Rentetan OTT dibaca bukan sekadar skandal, melainkan pintu masuk untuk menggugat Pilkada langsung dan menggeser kendali kembali ke elite. AI GENERATE
Rentetan kepala daerah yang dijerat KPK mulai dibaca sebagai ‘amunisi baru’ untuk menggugat Pilkada langsung. Di tengah itu, wacana mengembalikan pemilihan kepala daerah ke DPRD terus disuarakan pelan-pelan.

Setiap kali kepala daerah ditangkap KPK, publik marah. Tetapi, di tangan elite politik, kemarahan itu bisa diolah menjadi sesuatu yang lain: alasan untuk menggugat cara rakyat memilih pemimpinnya.

Di sinilah polemik itu bermula. Rentetan kepala daerah yang terjerat perkara korupsi, pemerasan, gratifikasi, dan konflik kepentingan kini tidak lagi dibaca semata sebagai kejahatan personal. Ia mulai dipakai sebagai bahan untuk menyorot sistem Pilkada langsung.

Dan ketika kritik terhadap Pilkada langsung itu datang dari pernyataan pejabat tinggi negara, publik wajar curiga: jangan-jangan ini bukan sekadar evaluasi, melainkan jalan “melipir” untuk mengampanyekan Pilkada via DPRD.

Bacaan Lainnya
Dari OTT ke Tafsir Politik

Kecurigaan itu menguat setelah Menteri Dalam Negeri Tito Karnavian menanggapi maraknya kepala daerah yang ditangkap KPK dengan pertanyaan retoris: “yang milih siapa?” Pernyataan itu terekam dalam laporan Tempo.

Kalimat itu pendek. Tetapi daya ledaknya besar.

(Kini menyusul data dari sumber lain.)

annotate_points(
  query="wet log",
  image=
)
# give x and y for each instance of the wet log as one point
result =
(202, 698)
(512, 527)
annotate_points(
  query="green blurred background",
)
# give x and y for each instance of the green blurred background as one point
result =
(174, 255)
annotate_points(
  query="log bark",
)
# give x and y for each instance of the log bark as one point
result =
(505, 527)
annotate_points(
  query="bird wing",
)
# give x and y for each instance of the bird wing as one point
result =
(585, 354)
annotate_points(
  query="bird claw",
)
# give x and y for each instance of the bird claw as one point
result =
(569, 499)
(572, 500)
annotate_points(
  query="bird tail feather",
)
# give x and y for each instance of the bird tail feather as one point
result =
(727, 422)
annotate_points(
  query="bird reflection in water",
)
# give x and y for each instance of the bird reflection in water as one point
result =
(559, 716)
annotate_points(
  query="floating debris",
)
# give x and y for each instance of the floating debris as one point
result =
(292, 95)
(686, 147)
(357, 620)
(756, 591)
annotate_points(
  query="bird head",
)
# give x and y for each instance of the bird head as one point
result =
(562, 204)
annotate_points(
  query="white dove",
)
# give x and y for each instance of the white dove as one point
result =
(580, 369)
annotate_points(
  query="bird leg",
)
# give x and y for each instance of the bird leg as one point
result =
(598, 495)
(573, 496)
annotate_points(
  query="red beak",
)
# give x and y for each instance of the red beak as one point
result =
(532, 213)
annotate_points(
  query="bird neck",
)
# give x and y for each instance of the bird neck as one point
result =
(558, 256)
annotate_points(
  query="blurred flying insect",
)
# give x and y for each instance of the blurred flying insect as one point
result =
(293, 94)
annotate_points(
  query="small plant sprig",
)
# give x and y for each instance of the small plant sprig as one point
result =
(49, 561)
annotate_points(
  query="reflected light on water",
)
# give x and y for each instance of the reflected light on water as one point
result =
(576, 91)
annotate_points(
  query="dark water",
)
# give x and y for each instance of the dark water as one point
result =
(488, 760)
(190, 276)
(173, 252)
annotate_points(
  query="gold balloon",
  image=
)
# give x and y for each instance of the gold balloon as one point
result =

Sebab, dalam satu tarikan napas, publik bisa menangkap pesan yang sangat jelas: kalau banyak kepala daerah hasil pilihan rakyat justru masuk perkara, apakah ini berarti mekanisme Pilkada langsung memang bermasalah?

Secara resmi, Tito memang tidak berkata gamblang bahwa Pilkada harus dikembalikan ke DPRD. Namun dalam politik, pesan tidak selalu disampaikan secara telanjang. Kadang ia cukup dilempar sebagai kalimat pemantik, lalu dibiarkan tumbuh menjadi opini publik.

Di sinilah pernyataan itu menjadi penting. Ia tidak berdiri di ruang kosong. Sebelumnya, Kemendagri sudah membuka tafsir bahwa kepala daerah bisa saja dipilih DPRD selama Undang-Undang Pilkada diubah. Di DPR, Ketua Komisi II bahkan menyebut opsi itu punya landasan konstitusional.

Artinya, wacana ini memang sedang dibangun. Tidak selalu keras. Tidak selalu frontal. Tetapi terus dicicil.

Wacana yang Tidak Datang Terang-Terangan

Itulah mengapa wacana Pilkada lewat DPRD terasa bergerak dengan pola yang khas. Ia tidak diumumkan sebagai keputusan besar. Ia dibiasakan terlebih dahulu sebagai kemungkinan yang terdengar masuk akal.